Bottle Feeding 101
Ideally, most bottles come in two sizes: smaller size ones around 5oz for newborns who tend to eat little and bigger sized ones around 9oz for older babies who start to eat more.
Bottles typically come with at least four basic parts: the nipple for the baby to suck on, a collar that screws the nipple in place, a travel cover/lid and the bottle itself. Most bottles are made from these four different materials: plastic, stainless steel, silicone, and glass.

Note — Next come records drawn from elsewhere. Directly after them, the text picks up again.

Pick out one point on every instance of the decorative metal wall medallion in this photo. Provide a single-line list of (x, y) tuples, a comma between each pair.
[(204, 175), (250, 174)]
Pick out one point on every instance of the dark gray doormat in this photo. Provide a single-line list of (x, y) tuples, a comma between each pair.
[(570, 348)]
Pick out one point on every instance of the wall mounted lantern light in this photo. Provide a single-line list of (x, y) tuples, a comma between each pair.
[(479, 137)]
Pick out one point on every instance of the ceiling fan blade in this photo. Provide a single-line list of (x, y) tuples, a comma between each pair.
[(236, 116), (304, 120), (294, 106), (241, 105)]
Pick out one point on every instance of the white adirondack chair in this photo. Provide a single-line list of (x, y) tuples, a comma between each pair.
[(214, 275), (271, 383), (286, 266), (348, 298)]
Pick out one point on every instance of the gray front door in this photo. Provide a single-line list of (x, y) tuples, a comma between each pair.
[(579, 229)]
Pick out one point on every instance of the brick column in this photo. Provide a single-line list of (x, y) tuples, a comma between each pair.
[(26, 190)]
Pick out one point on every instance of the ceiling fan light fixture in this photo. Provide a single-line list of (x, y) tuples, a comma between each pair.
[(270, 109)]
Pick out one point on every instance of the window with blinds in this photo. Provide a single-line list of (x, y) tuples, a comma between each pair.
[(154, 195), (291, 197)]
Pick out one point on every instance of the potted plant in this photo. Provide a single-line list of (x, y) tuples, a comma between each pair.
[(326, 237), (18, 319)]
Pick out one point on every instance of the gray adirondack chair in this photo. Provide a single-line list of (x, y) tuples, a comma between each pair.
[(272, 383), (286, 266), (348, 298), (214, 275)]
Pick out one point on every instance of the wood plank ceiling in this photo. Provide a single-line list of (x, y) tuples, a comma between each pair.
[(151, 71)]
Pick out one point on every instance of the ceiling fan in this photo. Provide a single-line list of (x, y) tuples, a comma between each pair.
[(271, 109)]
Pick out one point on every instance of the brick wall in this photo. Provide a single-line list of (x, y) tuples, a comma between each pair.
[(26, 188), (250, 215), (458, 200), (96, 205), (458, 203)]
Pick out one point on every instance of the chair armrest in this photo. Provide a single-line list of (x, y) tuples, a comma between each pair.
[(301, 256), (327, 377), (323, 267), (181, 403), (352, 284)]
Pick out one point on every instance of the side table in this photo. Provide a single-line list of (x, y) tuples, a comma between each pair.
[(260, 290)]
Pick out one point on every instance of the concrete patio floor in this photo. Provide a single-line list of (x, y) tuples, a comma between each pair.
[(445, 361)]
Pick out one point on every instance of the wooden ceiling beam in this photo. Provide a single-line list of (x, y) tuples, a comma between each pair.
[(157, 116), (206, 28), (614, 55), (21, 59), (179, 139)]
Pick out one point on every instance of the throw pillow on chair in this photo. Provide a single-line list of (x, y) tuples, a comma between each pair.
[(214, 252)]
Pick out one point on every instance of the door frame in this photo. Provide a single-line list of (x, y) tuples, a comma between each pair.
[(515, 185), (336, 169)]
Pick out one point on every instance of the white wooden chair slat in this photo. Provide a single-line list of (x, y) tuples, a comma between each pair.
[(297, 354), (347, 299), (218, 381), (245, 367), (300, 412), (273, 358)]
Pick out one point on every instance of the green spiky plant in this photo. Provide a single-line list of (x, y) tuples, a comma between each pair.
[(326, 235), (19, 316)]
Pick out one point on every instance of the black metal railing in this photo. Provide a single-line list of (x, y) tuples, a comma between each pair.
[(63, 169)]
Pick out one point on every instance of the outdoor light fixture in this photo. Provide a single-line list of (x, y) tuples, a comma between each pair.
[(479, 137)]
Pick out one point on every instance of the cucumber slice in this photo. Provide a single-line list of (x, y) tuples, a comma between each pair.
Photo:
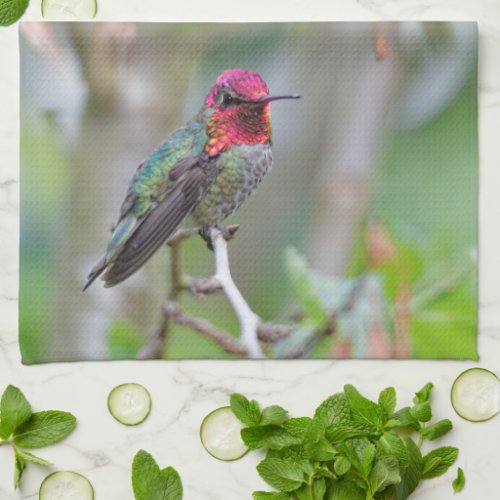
[(69, 10), (66, 485), (220, 435), (130, 404), (475, 395)]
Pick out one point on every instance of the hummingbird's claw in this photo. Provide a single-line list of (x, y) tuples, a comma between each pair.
[(227, 232), (204, 232)]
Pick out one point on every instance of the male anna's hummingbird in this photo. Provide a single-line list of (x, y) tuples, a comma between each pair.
[(207, 168)]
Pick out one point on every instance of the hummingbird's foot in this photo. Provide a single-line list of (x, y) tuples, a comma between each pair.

Most brands offer several compatible nipples/teats with different milk flow rates: slow flow for newborns so they don’t gulp too much and fast flow for older babies and variable flow where you can adjust the flow rate by simply turning the bottle. We do have a variety of teats here, check them out if interested.
One of the most common questions amongst new moms is When is the right time to introduce my baby to bottle feeding? Well, there’s no right time to do so, you could start right from day one, wait until they’re at least six weeks old or when they are a pro at nursing. The problem with bottle feeding your baby too early is that they’ll get used to the bottle due to instant gratification as milk flows quickly compared to when they are suckling the breasts and they may, in turn, have a difficulty breastfeeding.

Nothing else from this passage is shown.